Government on Wednesday tagged oil management issues, provision of water in deprived communities, elimination of schools under trees and completion of selected projects in roads, mining and energy sector as priorities for the 2011 fiscal budget.
“As Medium-Term Policy priorities for the attainment of a Better Ghana agenda, within the next three years, government is pursuing vigorous policies for improvement and sustenance of the macroeconomic stability and enhancing competitiveness in the private sector.
Mr Collins Dauda, Minister of Lands and Natural Resources, who disclosed this in Accra said, it is important to “Modernize agriculture and natural resource management; infrastructure development; sustainable energy sector for growth; human development and transparent and accountable governance,”
Mr Dauda was speaking at the opening of the 2010 annual Land Surveyors Seminar on the theme: “National Navigation Systems; A Tool for Sustainable Development for a Better Ghana”.
He said the policy priorities places enormous responsibilities on professionals.
The seminar is a platform for stock taking on the achievements and shortcomings of surveyors, and was used to map-up professional strategies for achieving sustainable growth and development for a Better Ghana.
The Minister acknowledged that most of the activities to be undertaken to alleviate poverty and ensure sustainable growth is hinged on proper land management and administration.
He therefore tasked Surveyors to roll-out their sleeves and join the government in the construction industry – roads or building; land planning and management; modernization of agriculture; land information in terms of maps and oil management.
“Oil management issues definitely will need a lot of Bathymetric and Hydrographic Surveyors to find out the depth of our shores to ensure effective monitoring of activities of oil companies offshore,” he stated.
Mr Dauda assured the Surveyors of a bright prospect, as Government has began negotiations for the extension of the Land Administration Project for three years, to undertake the preparation of base-maps, covering Greater Accra, Ashanti and Western regions.

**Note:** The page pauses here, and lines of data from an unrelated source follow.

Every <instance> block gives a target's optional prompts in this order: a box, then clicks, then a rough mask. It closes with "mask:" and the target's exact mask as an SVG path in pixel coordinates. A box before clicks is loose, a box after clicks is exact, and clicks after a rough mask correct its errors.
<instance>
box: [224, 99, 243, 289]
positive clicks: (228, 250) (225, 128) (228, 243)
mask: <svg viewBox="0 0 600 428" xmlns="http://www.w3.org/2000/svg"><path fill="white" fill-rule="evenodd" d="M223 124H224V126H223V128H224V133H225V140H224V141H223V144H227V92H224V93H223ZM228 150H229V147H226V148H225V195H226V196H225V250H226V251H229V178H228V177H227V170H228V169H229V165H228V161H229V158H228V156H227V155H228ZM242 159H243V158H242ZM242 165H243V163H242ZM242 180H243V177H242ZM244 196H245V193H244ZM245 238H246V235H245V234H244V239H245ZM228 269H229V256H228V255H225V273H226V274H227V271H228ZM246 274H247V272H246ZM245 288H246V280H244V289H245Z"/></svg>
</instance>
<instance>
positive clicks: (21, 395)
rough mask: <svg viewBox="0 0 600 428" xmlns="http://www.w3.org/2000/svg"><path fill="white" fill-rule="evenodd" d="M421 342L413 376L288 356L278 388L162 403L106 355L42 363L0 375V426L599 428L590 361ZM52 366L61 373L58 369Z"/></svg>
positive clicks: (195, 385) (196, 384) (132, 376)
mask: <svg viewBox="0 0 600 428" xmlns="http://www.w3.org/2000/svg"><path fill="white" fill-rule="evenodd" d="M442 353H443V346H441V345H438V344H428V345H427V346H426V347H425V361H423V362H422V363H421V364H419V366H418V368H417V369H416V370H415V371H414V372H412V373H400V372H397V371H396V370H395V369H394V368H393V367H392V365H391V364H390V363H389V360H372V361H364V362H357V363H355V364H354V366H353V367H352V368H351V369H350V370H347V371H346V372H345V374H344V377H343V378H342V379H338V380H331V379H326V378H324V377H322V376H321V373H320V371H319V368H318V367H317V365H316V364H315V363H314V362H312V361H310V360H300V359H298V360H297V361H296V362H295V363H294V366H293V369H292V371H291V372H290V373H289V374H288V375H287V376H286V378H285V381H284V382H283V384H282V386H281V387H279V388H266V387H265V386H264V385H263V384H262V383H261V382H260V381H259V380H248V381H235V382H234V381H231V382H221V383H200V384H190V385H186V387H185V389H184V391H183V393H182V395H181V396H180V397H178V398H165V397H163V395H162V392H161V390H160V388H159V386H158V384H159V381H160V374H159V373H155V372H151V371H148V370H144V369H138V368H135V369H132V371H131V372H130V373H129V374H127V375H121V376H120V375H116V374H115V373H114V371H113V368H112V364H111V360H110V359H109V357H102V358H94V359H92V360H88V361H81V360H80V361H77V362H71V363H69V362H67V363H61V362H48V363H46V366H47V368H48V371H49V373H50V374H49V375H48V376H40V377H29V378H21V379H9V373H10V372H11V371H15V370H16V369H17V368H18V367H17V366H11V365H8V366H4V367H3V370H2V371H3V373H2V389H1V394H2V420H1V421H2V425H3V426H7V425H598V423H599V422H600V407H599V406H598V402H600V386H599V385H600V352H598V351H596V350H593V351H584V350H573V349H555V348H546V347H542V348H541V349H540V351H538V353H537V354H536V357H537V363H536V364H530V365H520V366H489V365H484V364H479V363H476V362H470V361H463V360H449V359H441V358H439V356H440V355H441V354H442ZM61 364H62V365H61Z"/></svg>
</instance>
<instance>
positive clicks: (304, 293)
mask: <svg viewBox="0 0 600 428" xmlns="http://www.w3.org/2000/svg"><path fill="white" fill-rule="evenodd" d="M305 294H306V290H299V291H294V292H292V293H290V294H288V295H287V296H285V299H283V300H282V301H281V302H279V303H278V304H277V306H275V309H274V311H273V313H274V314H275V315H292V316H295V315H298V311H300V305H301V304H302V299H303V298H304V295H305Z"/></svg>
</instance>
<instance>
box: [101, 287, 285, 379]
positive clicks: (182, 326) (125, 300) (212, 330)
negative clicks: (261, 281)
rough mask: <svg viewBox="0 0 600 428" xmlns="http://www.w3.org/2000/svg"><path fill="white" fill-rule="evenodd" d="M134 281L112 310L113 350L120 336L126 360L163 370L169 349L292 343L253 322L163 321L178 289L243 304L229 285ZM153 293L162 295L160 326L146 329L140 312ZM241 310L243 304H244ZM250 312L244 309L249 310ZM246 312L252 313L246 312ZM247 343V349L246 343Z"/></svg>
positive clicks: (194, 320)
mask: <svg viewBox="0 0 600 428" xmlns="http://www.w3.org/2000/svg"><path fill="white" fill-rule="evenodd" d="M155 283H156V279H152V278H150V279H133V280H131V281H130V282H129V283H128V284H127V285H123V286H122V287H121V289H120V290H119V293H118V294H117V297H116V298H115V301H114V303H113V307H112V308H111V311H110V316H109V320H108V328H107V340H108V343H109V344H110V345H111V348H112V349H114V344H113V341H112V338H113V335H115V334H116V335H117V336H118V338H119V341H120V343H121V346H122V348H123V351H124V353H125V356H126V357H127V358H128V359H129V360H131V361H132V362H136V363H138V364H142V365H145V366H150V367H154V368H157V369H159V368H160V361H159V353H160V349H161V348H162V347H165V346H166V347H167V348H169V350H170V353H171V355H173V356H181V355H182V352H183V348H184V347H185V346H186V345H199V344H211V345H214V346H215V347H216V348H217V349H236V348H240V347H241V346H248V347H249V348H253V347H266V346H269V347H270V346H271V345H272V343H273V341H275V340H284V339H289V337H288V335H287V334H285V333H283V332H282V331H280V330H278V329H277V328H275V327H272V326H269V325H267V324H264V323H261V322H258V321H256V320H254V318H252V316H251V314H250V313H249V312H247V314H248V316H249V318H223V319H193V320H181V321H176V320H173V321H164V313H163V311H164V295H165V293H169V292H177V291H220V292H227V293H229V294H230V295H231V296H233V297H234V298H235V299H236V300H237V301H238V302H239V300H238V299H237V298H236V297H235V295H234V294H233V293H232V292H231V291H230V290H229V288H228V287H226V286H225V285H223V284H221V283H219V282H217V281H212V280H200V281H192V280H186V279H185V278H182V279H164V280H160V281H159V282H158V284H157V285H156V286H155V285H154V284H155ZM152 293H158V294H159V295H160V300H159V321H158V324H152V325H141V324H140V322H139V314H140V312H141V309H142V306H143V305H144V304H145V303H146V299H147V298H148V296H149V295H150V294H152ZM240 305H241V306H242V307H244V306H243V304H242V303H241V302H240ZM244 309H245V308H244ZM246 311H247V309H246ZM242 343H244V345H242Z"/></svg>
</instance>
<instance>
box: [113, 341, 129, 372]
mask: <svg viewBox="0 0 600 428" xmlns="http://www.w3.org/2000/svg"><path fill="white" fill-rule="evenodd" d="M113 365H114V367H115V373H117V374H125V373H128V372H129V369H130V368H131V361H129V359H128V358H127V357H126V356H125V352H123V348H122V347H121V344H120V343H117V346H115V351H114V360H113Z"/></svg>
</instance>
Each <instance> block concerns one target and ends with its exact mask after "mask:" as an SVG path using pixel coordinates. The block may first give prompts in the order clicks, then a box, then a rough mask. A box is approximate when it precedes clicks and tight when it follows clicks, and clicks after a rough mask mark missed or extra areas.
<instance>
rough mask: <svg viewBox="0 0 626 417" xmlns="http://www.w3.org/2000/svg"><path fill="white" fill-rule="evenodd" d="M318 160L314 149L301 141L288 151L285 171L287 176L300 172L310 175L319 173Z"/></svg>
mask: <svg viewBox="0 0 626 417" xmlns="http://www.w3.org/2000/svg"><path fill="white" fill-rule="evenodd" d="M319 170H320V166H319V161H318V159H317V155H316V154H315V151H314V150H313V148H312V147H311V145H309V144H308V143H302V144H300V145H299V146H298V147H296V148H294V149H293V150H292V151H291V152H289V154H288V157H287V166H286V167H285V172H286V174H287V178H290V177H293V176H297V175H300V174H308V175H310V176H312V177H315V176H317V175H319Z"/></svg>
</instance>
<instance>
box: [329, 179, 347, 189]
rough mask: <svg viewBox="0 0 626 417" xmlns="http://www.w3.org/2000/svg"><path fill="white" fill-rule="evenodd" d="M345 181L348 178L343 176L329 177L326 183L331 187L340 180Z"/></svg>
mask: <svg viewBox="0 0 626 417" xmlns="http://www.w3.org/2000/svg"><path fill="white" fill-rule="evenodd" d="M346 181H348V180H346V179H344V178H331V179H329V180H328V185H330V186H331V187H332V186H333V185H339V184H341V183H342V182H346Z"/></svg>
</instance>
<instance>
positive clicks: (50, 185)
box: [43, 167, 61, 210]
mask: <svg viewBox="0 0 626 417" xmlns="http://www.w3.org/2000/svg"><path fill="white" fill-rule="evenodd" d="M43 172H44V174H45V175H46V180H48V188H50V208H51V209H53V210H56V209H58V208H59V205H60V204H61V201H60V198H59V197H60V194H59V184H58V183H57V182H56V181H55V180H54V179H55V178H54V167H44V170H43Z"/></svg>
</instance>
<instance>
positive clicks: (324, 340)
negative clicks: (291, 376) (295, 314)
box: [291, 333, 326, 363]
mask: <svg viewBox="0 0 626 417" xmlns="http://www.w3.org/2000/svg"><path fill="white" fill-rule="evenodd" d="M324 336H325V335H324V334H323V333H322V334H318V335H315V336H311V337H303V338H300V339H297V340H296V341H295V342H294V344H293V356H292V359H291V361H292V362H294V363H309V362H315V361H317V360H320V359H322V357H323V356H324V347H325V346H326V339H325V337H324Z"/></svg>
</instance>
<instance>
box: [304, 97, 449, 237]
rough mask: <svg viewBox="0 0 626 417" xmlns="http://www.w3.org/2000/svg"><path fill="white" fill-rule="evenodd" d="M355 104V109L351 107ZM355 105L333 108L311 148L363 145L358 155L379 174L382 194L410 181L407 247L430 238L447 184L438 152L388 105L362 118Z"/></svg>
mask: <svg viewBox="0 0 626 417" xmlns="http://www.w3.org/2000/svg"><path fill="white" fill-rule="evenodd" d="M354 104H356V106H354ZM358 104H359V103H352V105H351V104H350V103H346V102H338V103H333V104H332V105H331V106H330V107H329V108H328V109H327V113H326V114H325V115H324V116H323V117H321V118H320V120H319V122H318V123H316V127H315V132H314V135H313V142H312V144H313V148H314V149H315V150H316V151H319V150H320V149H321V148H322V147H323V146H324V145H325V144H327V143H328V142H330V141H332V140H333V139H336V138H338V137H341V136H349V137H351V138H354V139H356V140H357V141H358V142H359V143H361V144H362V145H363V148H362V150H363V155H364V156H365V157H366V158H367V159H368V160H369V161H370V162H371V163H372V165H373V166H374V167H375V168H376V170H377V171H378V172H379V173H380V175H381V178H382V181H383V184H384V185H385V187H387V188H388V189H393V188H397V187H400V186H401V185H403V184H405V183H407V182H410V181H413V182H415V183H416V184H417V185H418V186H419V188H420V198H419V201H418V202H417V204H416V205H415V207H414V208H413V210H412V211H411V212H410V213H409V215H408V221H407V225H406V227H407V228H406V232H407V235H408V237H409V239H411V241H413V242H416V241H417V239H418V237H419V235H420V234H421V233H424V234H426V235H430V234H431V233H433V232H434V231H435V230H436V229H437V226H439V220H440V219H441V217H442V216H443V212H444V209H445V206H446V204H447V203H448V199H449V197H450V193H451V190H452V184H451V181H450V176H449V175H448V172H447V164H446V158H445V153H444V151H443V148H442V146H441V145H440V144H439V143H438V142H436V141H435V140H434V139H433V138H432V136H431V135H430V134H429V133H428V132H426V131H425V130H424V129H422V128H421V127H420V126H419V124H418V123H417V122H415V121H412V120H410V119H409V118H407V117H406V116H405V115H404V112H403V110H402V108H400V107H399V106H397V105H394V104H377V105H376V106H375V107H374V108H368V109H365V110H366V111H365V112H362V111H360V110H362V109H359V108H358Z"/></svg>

Mapping of other regions would be undertaken under different projects.
The rest of the projects include mapping the whole country at a scale of 1:50,000, mapping of seashore across the coastal line; railway network corridor; the Volta River Authority GRIDCO; network across the country and provision of large scale mapping at 1:2500.
Other projects earmarked are development of a mapping policy, a geodetic reference network policy and national spatial data infrastructure policy; conversion of all analogue parcel data to digital parcel format; boundary demarcation for customary owners and street addressing and house numbering for Accra Metropolitan Assembly.
He said all streets and houses will have a unique name and number respectively by the end of 2012, and that, “government would depend largely on the co-operation and support of Land Surveyors and the institution”.
He said these projects would ensure an up-to-date spatial data, which would be made available for sustainable development, noting that, the last time “Ghana was mapped was in 1974 and that government will want to reverse this trend, under the Better Ghana Agenda and needs the total collaboration, dedication and support of Land Surveyors”.
Surveyor Yvonne Sowah, President of the Ghana Institution of Surveyors, who chaired the seminar, tasked surveyors to come out with strategies to deal with the menace of developers putting up building at unapproved areas, especially in waterways and flood prone areas.
The two-day seminar would focus on; the impact of virtual reference stations on national development; modelling flood prone areas, using geographic information system; shoreline mapping-the way out; geospatial technology to aid visual flight navigation at poor visibility; and application for crime response.
The rest are evaluation of ultra wide-band for indoor positioning; and regulating navigation system usage for sustainable development.
About 150 participants including traditional rulers, judges, insurance companies, academia and professional stakeholders in land administration and surveying are attending.